Omfg I am plowed. Had drinks with 3 milfs. Going out on their boat tomorrow. They want to show me how buoyant they are.
I woke up this morning with my shirt on upside down.
You mean inside out.
No, upside down. I ripped the neck hole in the process of getting it around my waist.
I almost didn't recognize her with a shirt on.
you'll never believe how fucking awesome rain man is when you're stoned.
Oh my god my life; so much cake and so little sex
when i got home i made myself toast with butter & put pasta on it. I know this cause it's all over my bed.
Dude i'm seriously thinking about his nipples.
Sorry for walking in on you guys last night. FYI I have a bruise on my forehead from having the door slammed in my face. I deserved it.
I saw he had me in his phone as "the fat twin"

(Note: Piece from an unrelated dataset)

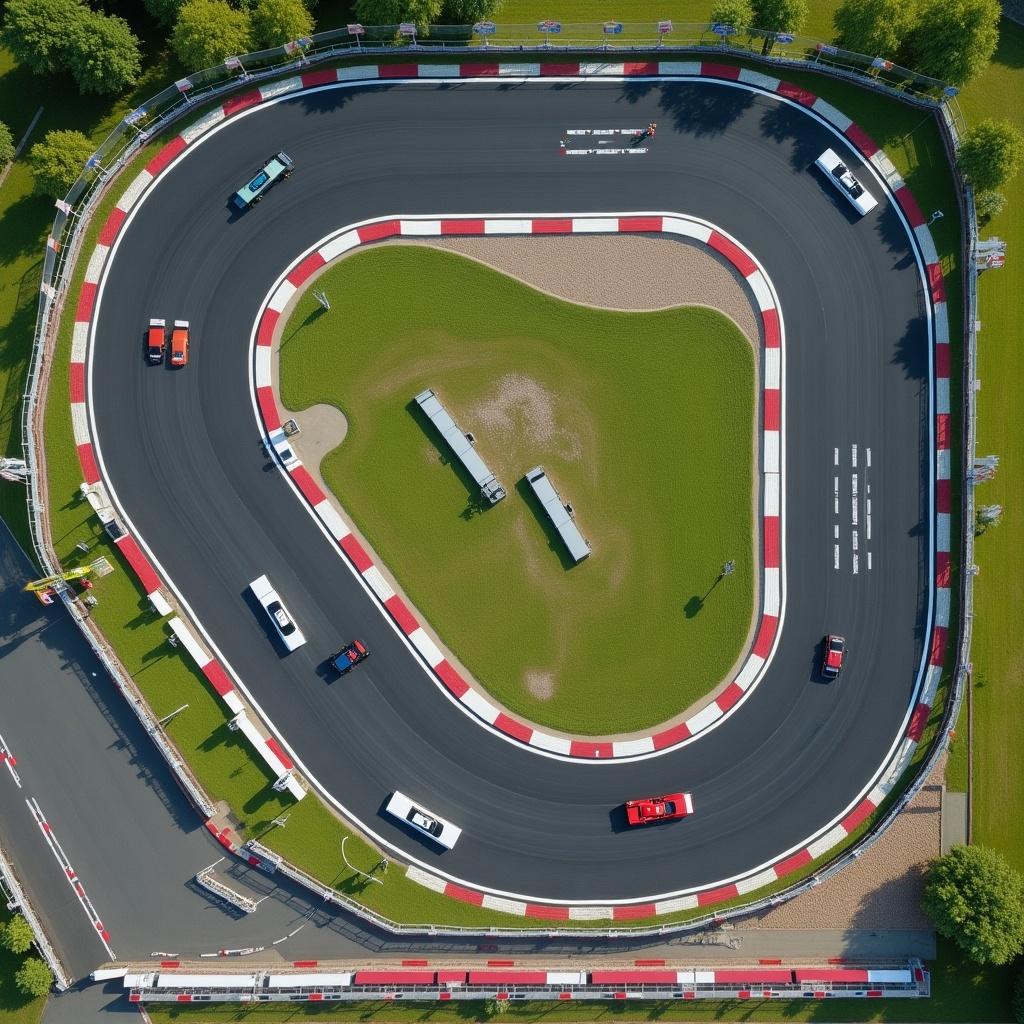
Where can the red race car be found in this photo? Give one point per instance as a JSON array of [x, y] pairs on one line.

Why the fuck did I wake up in a chair with mouth clamps?!
DAMMIT. BOHEMIAN RHAPSODY IS GONNA GET STUCK IN MY HEAD AGAIN. FUCK YOU OLYMPICS.
Duuuuuuuude, I need you to sleep with my girlfriend so I can tell you both to move out
Please tell me you werent the one who replaced every beer bottle in my fridge with a picture of a baby kitten.
... and if i was..
Are you still free tonight?
Oh shit I kinda forgot and took acid
The man who almost made us Eskimo sisters is getting married. Of course I'll be your date. We need to toast the end of his sex life!